自然食品の店「あらいぐま」閉店のご挨拶(2012年7月31日)

 みなさまには、格別のご愛顧をいただいて参りましたが、当店は、本日7月末日、閉店させていただきました。
 長きにわたり、ご利用いただき、まことにありがとうございました。
 東日本大震災による東京電力・福島第1原子力発電所の事故は、未曾有の放射能汚染被害をもたらし、現在、安全な食材をご提供することが、きわめて難しい状況となっています。このかん、出来る限り被曝が少ないと思われる地域からの野菜の供給や、原材料に関しても産地確認等、懸命の努力をして参りましたが、汚染状況は悪化の一途をたどっています。
 福島のみならず、放射能汚染物質は発生した地域に閉じ込めなければならないという世界の常識に完全に逆行した、瓦礫の「広域処理」による焼却という、野田政権の欺瞞に満ちた犯罪的愚策により、人為的・構造的な放射能被害が急速に拡大しつつあります。
 こうした被害が、もはや1小売店の力では、とうてい対応しきれない段階になりつつある現状では、「これは安全です」とお客様にご提供出来る条件がありません。
 みなさま方におかれましては、それぞれの方が、メーカー等に産地・収穫時期等をお問い合わせいただき、ご判断いただくのが何よりと考えます。
 なお、原発事故及び放射能汚染状況、また、食養・石けん製品に関する情報提供は、ツイッター等にて続けてまいりますので、フォローいただければ幸いです。
 また、自然食品の店「あらいぐま」の電話は、今しばらくは、使用可能ですので、ご遠慮なくお電話いただければと存じます。

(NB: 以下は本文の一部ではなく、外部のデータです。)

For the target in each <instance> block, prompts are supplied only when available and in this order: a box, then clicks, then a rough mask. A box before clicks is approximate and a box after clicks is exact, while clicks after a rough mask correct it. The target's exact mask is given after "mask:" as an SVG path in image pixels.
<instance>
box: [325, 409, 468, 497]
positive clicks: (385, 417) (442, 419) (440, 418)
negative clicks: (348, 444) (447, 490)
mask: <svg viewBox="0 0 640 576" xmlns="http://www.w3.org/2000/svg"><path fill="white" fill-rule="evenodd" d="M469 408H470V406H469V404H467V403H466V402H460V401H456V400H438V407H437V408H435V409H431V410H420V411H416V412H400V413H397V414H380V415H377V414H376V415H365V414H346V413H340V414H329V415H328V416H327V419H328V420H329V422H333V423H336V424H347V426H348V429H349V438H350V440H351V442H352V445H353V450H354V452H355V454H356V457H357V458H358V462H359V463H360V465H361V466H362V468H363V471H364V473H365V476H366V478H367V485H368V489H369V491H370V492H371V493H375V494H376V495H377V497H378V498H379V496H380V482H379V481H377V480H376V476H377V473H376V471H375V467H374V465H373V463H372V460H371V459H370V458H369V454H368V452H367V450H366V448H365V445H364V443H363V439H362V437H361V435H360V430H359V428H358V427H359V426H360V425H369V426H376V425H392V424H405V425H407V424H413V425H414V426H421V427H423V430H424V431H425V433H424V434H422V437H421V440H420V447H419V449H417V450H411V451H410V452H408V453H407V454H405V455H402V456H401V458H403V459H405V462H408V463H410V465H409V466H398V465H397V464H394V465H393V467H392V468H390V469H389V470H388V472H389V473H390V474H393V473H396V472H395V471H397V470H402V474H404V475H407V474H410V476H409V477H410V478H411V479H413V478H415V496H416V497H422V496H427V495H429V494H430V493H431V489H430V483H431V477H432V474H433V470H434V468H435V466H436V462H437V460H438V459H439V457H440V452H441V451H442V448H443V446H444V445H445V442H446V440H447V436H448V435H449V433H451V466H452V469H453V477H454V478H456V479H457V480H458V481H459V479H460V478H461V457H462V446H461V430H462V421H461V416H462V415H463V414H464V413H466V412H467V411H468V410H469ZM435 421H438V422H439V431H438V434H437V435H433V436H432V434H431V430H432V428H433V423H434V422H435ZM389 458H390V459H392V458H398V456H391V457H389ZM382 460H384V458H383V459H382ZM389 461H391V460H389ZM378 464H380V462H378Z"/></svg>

東京・目黒にあった店。原発事故直後は、それまで外に陳列していた野菜類を店内に移し、原発に反対を訴えるポスターなどを貼った。

 タイトルの写真は、自然食品の店「あらいぐま」へ移設のマクロビオティック食堂「あらいぐまの台所」で開催していた料理教室のある日のメニュー。メインは、人参とプラムを使ったクスクス料理。